ACP says no to screening adults with low risk of heart disease

Adults who are at low risk for coronary heart disease shouldn’t undergo screening with resting or stress electrocardiography, stress echocardiography, or stress myocardial perfusion imaging, according to an article published in the Annals of Internal Medicine by the American College of Physicians (ACP).

“Cardiac screening in adults at low risk for coronary heart disease is low value care because it does not improve patient outcomes and it can lead to potential harms,” said ACP President David Fleming, MD, in a release. “Physicians should instead focus on strategies for improving cardiovascular health by treating modifiable risk factors such as smoking, diabetes, hypertension, high cholesterol, obesity, and encouraging healthy levels of exercise.”

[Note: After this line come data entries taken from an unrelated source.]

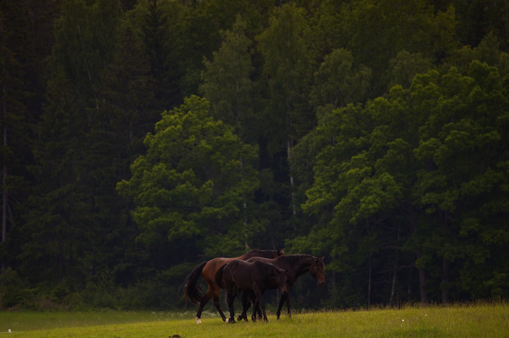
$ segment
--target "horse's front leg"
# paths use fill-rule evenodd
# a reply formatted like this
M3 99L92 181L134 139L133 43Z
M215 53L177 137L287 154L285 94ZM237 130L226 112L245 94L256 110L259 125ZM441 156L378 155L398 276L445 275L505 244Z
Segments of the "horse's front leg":
M238 294L239 290L234 284L229 285L227 289L227 302L228 303L228 309L230 310L230 319L228 322L231 324L235 323L235 314L233 310L233 301Z
M257 289L254 290L254 295L256 296L256 302L253 309L253 314L257 308L259 306L262 309L262 314L263 316L264 321L268 322L269 320L267 318L267 314L265 312L265 301L263 299L263 292L260 289Z
M200 301L200 306L198 308L198 312L196 314L196 317L195 319L196 319L196 324L201 324L202 320L200 319L202 317L202 312L203 311L203 308L207 304L207 302L209 301L209 299L212 297L214 295L212 289L209 287L209 289L207 290L207 293L202 297L202 299Z
M248 292L244 290L242 292L242 313L237 318L238 320L243 319L245 322L247 321L247 310L251 306L251 299L248 296Z
M224 316L224 314L223 313L222 310L221 310L221 303L219 302L219 288L216 289L214 292L214 305L215 305L216 309L217 309L217 312L219 313L219 315L221 316L221 318L223 320L223 322L226 321L226 316ZM201 306L201 304L200 304ZM201 315L201 313L200 313Z
M288 293L286 295L281 295L281 298L279 298L279 304L277 306L277 311L276 312L276 318L277 319L279 319L279 316L281 315L281 309L282 309L283 304L285 303L285 301L286 301L288 316L290 318L292 317L291 306L290 302L290 290L289 290Z

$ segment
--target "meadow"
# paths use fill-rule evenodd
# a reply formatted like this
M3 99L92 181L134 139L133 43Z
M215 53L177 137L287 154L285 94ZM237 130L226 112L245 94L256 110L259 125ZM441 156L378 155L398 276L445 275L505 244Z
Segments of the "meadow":
M450 306L412 306L400 309L297 312L269 322L223 323L204 312L196 324L186 312L106 311L0 313L0 337L94 337L330 338L509 337L506 302ZM9 333L10 329L11 333Z

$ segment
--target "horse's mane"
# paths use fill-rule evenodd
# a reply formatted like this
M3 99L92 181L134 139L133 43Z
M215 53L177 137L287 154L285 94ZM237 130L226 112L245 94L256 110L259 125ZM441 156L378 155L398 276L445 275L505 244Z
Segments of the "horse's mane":
M257 272L259 272L260 273L266 275L269 274L271 274L272 271L274 270L278 271L280 270L282 270L282 269L280 268L279 266L274 265L272 263L268 263L267 262L255 261L254 262L253 262L253 266L254 266Z
M301 261L305 259L314 259L316 257L310 255L304 254L295 254L294 255L285 255L277 257L278 260L284 261L290 265L294 265Z
M247 254L259 254L261 255L259 257L263 257L264 258L273 258L274 254L279 254L281 252L281 250L253 249L249 251Z

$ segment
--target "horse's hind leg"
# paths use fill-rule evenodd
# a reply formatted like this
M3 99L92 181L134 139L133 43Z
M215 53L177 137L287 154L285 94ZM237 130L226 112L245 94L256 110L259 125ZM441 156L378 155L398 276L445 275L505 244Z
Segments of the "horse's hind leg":
M198 312L196 313L196 323L201 324L202 320L200 318L202 317L202 312L203 311L203 307L205 306L205 304L207 304L207 302L209 301L212 296L212 293L210 292L209 290L205 294L205 295L202 297L202 299L200 301L200 306L198 308Z
M215 305L216 309L217 309L217 312L219 313L219 315L221 316L221 318L222 319L223 322L226 321L226 316L224 316L224 314L223 313L222 310L221 310L221 303L219 302L219 292L215 293L214 295L214 305Z

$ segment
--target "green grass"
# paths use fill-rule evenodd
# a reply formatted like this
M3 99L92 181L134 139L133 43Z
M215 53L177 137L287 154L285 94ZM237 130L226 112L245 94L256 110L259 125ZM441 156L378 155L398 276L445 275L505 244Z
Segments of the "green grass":
M321 311L282 316L268 323L223 323L215 314L196 324L194 311L0 313L0 337L447 337L509 336L509 304ZM5 334L6 335L4 335Z

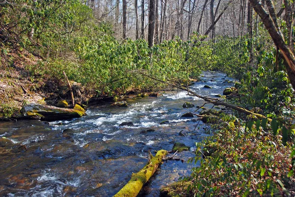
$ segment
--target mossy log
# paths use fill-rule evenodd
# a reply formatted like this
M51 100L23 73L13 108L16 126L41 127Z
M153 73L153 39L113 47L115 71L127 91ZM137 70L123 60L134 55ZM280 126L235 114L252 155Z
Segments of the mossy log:
M152 176L167 154L164 150L159 150L156 156L150 156L148 163L138 172L133 174L130 181L113 197L136 197L144 184Z

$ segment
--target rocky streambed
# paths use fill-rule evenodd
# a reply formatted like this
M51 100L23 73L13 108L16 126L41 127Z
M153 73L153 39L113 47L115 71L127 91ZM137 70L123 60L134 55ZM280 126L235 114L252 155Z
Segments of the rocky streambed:
M203 75L191 87L199 94L222 94L233 85L223 73ZM189 175L199 163L186 161L211 129L181 116L199 113L203 101L175 91L125 101L128 107L100 102L70 120L0 122L0 196L112 197L145 166L148 151L172 151L176 142L189 147L177 153L184 162L165 161L139 196L158 197L162 186ZM187 102L195 106L183 108Z

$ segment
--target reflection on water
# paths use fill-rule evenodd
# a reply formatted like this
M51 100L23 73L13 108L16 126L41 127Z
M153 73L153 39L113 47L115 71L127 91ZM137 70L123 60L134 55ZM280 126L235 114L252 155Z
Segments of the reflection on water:
M191 87L198 94L222 94L232 85L223 83L223 74L204 75ZM0 142L0 196L111 197L144 166L148 150L171 151L175 142L182 142L191 148L178 156L187 161L194 156L195 142L206 136L208 126L197 117L181 117L196 110L182 108L185 102L203 103L184 91L126 101L127 108L99 103L88 109L88 116L70 121L0 122L0 137L6 139ZM123 122L134 125L119 126ZM63 134L66 129L72 130ZM181 131L185 134L180 135ZM141 196L158 197L161 186L189 174L195 166L165 162L149 181L148 192Z

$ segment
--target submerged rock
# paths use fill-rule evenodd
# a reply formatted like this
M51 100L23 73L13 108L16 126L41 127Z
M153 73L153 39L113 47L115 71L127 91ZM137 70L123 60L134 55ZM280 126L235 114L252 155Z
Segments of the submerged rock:
M186 146L185 144L182 143L176 142L174 144L172 148L173 152L182 152L185 150L189 150L189 146Z
M183 108L193 108L195 107L195 105L193 104L192 103L189 102L186 102L183 105L182 107Z
M13 144L11 140L7 139L4 137L0 138L0 147L4 147Z
M201 120L205 123L216 124L219 122L218 116L214 115L205 115Z
M184 113L183 115L181 115L181 117L194 117L194 114L191 112L187 112Z
M27 118L48 121L82 117L85 113L74 109L60 108L37 103L26 105L21 110L22 115Z
M118 101L114 103L111 106L118 106L118 107L127 107L128 105L127 104L127 102L125 101Z
M224 89L224 90L223 90L224 95L229 95L232 93L233 93L233 89L229 87L227 87L226 88Z
M67 103L65 100L62 100L59 101L57 104L57 107L58 108L67 108L69 106L69 104Z
M134 125L134 124L133 124L133 123L132 122L123 122L119 125L119 126L133 126L133 125Z
M218 111L216 110L213 109L209 109L209 110L202 110L200 113L200 115L218 115L220 113L220 111Z
M169 120L165 120L163 121L162 122L161 122L160 124L169 124Z
M211 86L209 86L209 85L204 85L204 87L205 87L205 88L212 88L212 87L211 87Z

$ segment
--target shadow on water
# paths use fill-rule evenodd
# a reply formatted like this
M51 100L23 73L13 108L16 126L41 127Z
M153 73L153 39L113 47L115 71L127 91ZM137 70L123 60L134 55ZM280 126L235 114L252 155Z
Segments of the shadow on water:
M191 87L200 94L222 94L233 85L224 83L224 74L204 75ZM182 108L187 101L203 103L184 91L167 92L127 100L127 108L93 106L88 116L70 121L0 123L0 137L6 138L0 141L0 196L111 197L145 166L148 150L171 151L175 142L184 143L190 149L177 156L187 161L210 129L196 117L181 117L196 110ZM168 122L160 124L163 121ZM119 126L123 122L134 125ZM71 130L63 133L66 129ZM189 175L199 164L165 162L140 196L158 197L161 187Z

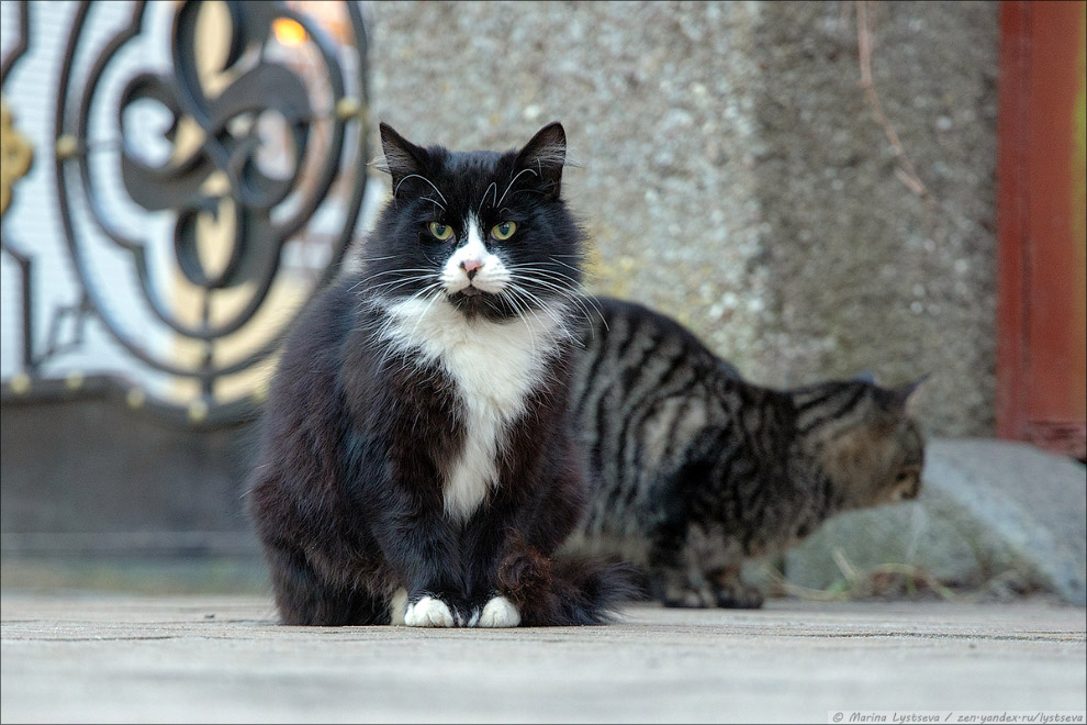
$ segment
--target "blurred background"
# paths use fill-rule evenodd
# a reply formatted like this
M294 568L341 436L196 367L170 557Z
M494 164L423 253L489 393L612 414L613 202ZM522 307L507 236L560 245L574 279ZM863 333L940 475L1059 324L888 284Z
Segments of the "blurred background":
M778 593L1083 603L1085 3L0 9L5 589L262 591L253 422L388 198L378 121L560 120L591 291L763 384L931 375L924 494Z

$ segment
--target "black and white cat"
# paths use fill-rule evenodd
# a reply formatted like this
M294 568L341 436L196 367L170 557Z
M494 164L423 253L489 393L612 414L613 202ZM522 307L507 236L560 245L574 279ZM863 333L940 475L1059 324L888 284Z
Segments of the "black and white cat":
M563 129L507 153L381 140L392 200L294 326L265 414L250 512L281 618L605 621L624 571L552 556L585 499Z

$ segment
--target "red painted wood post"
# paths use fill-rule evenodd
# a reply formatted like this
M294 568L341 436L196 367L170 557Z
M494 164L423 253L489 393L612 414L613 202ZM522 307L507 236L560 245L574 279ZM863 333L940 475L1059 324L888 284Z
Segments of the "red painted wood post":
M997 434L1087 455L1085 2L1001 8Z

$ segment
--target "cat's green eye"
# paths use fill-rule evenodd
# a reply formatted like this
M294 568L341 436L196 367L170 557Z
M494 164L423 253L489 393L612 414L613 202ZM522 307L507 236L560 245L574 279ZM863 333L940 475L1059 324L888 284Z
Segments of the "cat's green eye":
M434 235L434 238L440 242L445 242L446 239L452 236L452 227L449 226L448 224L442 224L440 222L430 222L429 228L430 228L430 234Z
M513 236L513 233L517 231L517 224L514 222L498 222L491 228L491 236L496 238L498 242L505 242Z

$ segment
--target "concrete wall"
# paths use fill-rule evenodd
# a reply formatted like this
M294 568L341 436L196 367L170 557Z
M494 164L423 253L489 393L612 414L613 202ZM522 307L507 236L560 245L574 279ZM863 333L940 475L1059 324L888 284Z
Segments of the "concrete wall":
M372 5L377 118L418 143L512 147L560 119L590 287L691 325L743 373L933 373L943 435L993 428L998 4Z

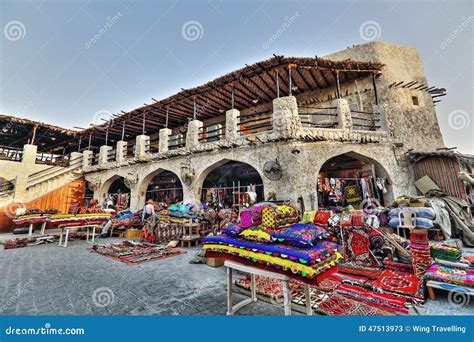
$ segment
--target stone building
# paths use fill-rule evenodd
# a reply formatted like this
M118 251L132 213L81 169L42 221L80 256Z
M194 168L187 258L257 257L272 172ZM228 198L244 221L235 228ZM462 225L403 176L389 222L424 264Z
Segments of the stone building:
M212 187L250 184L260 199L316 208L318 177L354 171L383 180L375 192L388 204L416 194L408 153L444 148L435 111L444 92L428 85L411 47L371 42L323 58L274 56L77 131L63 144L74 166L61 172L83 176L89 197L126 193L131 209L155 190L195 201ZM54 188L21 186L24 202Z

In the article, Roger Chou, MD, on behalf of the High Value Care Task Force of the American College of Physicians, wrote that there is little evidence that cardiac screening improves outcomes. It is also associated with potential harm due to false positives, he wrote, that can lead to potentially unnecessary tests and procedures.

He also pointed out myocardial perfusion imaging results in radiation exposure from the use of radionuclide tracers.

Chou wrote that despite the fact that there is little evidence that screening this population has any benefits, and carries potential harms, cardiac screening tests are frequently—and perhaps increasingly—carried out in clinical practice.

Why? Chou suggested inappropriate cardiac screening is being driven by patient expectations, commercial screening programs, financial incentives, defensive medicine and overestimating both the harms and benefits of screening.

“Implementing recommendations that focus on initial cardiovascular risk assessment based on traditional cardiovascular risk factors and using a global risk score, addressing modifiable risk factors, and not performing additional cardiac screening in low-risk patients would improve patient care while avoiding unnecessary harms and costs,” Chou wrote. “To be most effective, efforts to reduce the use of imaging should be multifocal and should address clinician behaviors, patient expectations, direct-to-consumer screening programs, and financial incentives.”